Dia asyik di dapur. Masak hidangan pagi buat sarapan bersama. Oh, ya, sekalian masak untuk Alvi, Aruna sayang sekali kepada adiknya hingga dia rela berkorban, dan dalam pengorbanannya itu, Aruna sangat bersyukur.
Setidaknya ... dia dan Alvi hidup enak di sini.
Ya, tak peduli yang lain.
Hingga tak terasa waktu membawa mereka pada hari sibuk, saat-saat Badai mulai mengisi Kartu Rencana Studi semester 3-nya, pun Aruna yang mulai diospek, juga Topan dan Gempa yang kembali ke habitat mereka.
Detik itu ... kisah ini seakan baru dimulai.
"Seneng, lo?" cibir Badai, melihat raut Aruna yang tampak semringah mempersiapkan perlengkapan kuliahnya.
Gimana nggak? Dia keterima di kampus dan sebentar lagi akan jadi mahasiswa. Ah, senangnya! Aruna pun mengangguk.
Badai mencebik. Posisinya berdiri dan bersandar ke kusen pintu kamar, sedang Aruna di dalam sana. Badai mengehela napas sejenak. Tak lama, dia berucap, "Tepati janji lo."
Aruna kontan menoleh. "Soal menjadi orang asing di lingkungan kampus, kan? Abang jangan khawatir, aku pandai akting, kok."
"Jangan sampe ada yang tau hubungan kita," tekannya.
"Iya, nggak akan." Aruna berucap menjanjikan.
Badai berdecak, sangsi. "Dan misal kita papasan, gak usah ngelirik. Terus itu cincin lo juga gak usah dipakelah."
Mendengarnya, seketika Aruna genggam tangan sendiri di mana yang ada cincinnya di sana. "Maaf, Bang. Kalau cincin, Una mau tetep pake."
"Jangan g****k! Nanti kalo ketauan status lo, gimana?"

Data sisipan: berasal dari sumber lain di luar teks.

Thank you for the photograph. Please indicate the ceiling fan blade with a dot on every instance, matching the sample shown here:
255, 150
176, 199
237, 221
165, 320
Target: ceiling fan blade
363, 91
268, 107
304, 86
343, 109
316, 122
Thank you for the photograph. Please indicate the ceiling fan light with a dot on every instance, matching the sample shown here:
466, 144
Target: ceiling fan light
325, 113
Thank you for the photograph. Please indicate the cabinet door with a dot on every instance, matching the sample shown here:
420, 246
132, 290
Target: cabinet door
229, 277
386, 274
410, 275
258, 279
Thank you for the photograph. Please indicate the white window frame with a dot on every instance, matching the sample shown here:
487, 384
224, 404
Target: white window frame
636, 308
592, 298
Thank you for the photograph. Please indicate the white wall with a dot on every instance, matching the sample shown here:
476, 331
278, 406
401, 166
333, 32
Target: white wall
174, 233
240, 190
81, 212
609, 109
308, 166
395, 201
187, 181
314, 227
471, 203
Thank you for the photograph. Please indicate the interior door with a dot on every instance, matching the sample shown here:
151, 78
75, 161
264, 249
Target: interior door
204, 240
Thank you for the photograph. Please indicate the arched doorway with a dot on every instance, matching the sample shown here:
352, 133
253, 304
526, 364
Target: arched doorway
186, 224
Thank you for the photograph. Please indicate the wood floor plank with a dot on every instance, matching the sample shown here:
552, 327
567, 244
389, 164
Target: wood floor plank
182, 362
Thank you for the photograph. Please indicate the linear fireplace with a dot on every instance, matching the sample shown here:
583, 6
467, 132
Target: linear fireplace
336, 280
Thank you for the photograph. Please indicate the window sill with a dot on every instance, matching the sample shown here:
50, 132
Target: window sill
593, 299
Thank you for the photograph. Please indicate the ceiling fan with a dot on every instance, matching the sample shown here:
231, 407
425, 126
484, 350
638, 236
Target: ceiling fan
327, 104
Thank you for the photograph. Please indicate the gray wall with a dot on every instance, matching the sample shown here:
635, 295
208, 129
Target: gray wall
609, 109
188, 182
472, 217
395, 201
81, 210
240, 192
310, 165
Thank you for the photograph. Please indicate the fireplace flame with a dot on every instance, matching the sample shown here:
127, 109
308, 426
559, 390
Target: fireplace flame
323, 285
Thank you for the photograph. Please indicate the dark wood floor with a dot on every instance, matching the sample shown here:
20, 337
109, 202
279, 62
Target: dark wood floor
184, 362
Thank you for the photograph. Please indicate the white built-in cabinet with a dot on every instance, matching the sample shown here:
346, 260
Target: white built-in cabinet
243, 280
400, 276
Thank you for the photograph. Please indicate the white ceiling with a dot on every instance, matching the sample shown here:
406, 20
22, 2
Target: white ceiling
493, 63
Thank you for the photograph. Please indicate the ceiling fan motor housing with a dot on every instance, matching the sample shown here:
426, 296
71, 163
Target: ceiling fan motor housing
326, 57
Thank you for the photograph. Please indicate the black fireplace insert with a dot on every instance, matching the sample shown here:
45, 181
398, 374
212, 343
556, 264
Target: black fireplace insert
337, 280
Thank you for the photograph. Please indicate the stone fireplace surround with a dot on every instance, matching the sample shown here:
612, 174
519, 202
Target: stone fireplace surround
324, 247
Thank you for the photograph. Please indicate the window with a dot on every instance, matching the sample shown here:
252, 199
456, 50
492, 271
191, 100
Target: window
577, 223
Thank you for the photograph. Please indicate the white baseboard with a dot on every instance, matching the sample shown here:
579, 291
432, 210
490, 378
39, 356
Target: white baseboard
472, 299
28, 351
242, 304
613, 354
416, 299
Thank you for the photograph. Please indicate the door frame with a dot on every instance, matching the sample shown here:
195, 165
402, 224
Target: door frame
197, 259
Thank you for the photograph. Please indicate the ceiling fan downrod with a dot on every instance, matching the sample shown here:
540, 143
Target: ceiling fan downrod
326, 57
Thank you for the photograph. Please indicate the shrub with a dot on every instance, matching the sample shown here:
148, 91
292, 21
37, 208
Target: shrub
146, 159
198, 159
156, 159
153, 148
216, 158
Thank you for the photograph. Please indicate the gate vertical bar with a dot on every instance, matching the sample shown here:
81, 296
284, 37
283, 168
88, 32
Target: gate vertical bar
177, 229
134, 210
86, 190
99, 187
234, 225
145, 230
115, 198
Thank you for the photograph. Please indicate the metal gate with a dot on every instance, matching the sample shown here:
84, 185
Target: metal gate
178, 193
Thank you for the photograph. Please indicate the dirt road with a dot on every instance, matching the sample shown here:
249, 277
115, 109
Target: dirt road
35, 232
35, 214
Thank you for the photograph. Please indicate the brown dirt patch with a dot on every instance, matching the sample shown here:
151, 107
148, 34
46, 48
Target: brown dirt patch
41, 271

Jahat memang. Suami Aruna jahat banget mulutnya. Namun, untuk kata-kata kasar itu, Aruna biarkan masuk kuping kiri dan keluar kuping kanan. Sebab dia belum bisa mengendalikan tutur kata suaminya, jadi biarlah Aruna kendalikan diri sendiri saja--yang bisa dia kendalikan tentunya.
"Abang jangan khawatir, sekali pun cincinnya gak aku lepas, hubungan kita nggak akan kebongkar. Paling cuma status aku aja yang kecium udah punya suami, dan aku nggak masalah, justru itu tujuan aku. Asalkan siapa suami aku itu, orang-orang nggak tau."
Badai mengacak gemas rambutnya, kenapa Aruna susah sekali diomongin, sih?!
"Punya Abang aja yang dilepas," imbuh Aruna.
"Jelas! Sejak hari pertama beres akad, itu cincin udah gak pernah gue pake," sewotnya.
Aruna lirik jari-jemari pria itu. Kelihatan dari sini. Ah, iya ... nggak ada.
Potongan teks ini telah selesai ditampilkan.